La plus grande fête des éleveurs du pays - qui doit son nom aux sels minéraux dont les pâturages regorgent à cette époque de l'année, grâce aux eaux de ruissellement des proches montagnes de l'Aïr - avait été suspendue en 2007. Une seconde rébellion touareg (achevée fin 2009) venait d'être lancée pour une meilleure répartition des revenus miniers de la région.
Les autorités ont maintenu le rassemblement malgré la montée de tension liée à l'enlèvement le 16 septembre de cinq Français et deux Africains sur le site minier d'Arlit, un peu plus au nord. L'armée s'est déployée pour sécuriser la vaste plaine d'Ingall, au coeur de la "zone rouge" du pays.
Si côté éleveurs ce n'est pas l'affluence des grandes années et que seule une poignée de touristes s'y est aventurée, l'ambiance est toutefois joyeuse.
Sur ce territoire peuplé de Touareg, la fête paraît un peu la leur: leurs femmes ouvrent le bal avec chants et you-you, puis les chameliers défilent sur leurs montures savamment harnachées.
Les officiels qui montent à la tribune sous un soleil écrasant ne parlent que de "paix".
"La paix est une richesse que malheureusement nous sommes en train de gaspiller", avertit le gouverneur d'Agadez, le colonel Yayé Garba.
En ligne de mire: "l'insécurité résiduelle", c'est-à-dire les bandits armés issus des ex-"fronts" touareg.
Mais, alors que les rapts de la semaine dernière semblent confirmer que des Touareg peuvent prêter main forte aux jihadistes, aucun responsable ne prononce au micro les mots "rébellion" ou "Aqmi".
"C'est une politique de l'autruche", fulmine Seydou Kaocen Maïga, ancien porte-parole rebelle.

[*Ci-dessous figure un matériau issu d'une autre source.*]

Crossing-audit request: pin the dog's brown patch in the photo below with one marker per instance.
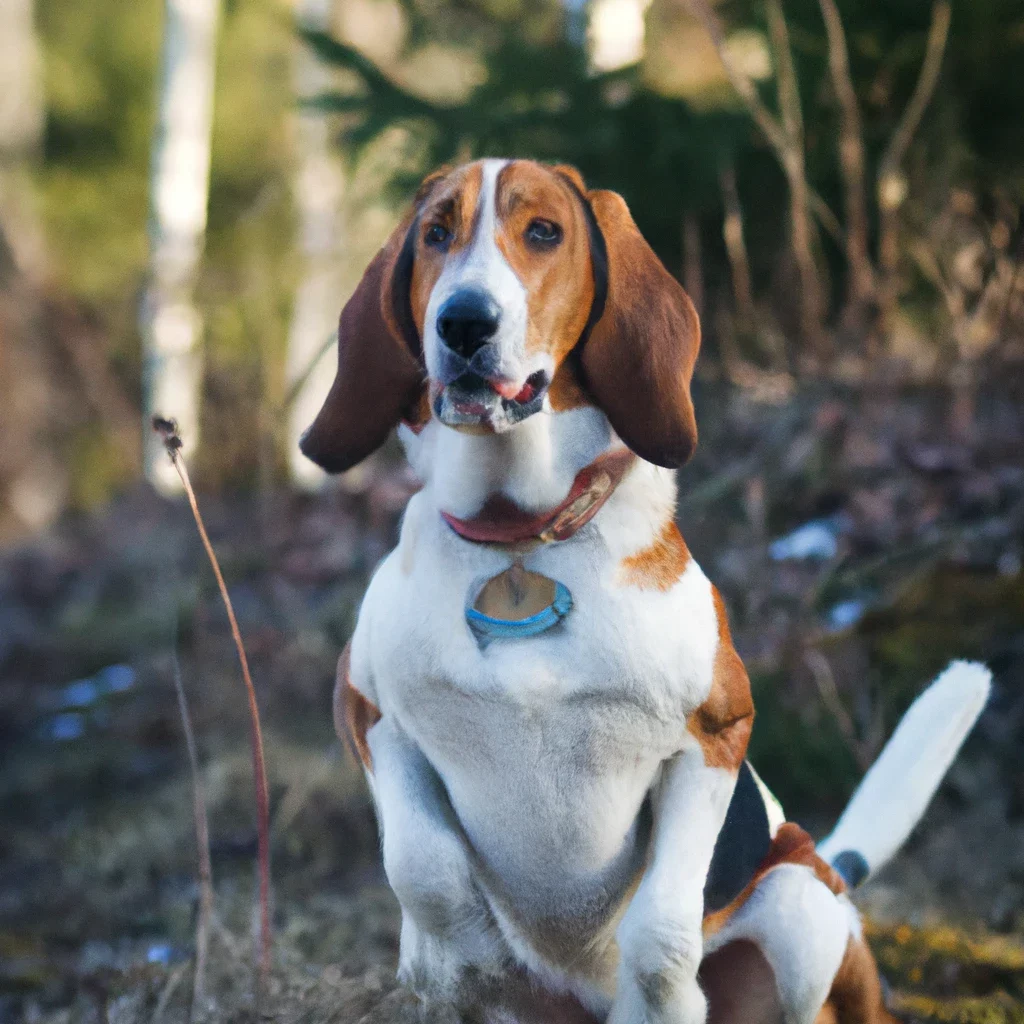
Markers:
(791, 846)
(722, 724)
(658, 566)
(354, 715)
(559, 280)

En laissant "dans la nature plus de 4.000" ex-combattants à qui on avait promis une réinsertion contre leur désarmement, on fabrique des "sympathisants potentiels" pour Aqmi, dit-il à l'AFP.
"Les gens d'Aqmi tournent dans l'Aïr depuis plusieurs mois, on ne sait pas si c'est pour recruter ou sensibiliser", et argent et islam leur servent à élargir leur influence, prévient-il.
Les enlèvements ont été une "surprise" pour les Touareg, assure le chef de l'une des communautés, Abou Hamid Ag Azzour. Le vieil homme confie sa "peur" que cette région en mal de développement ne devienne un fief d'Aqmi.
"Il faudrait que les notables touareg de la région prennent attache avec les islamistes pour leur dire qu'ils n'acceptent pas ça chez eux", ose l'un de ses proches, Mahamoudane Aghali.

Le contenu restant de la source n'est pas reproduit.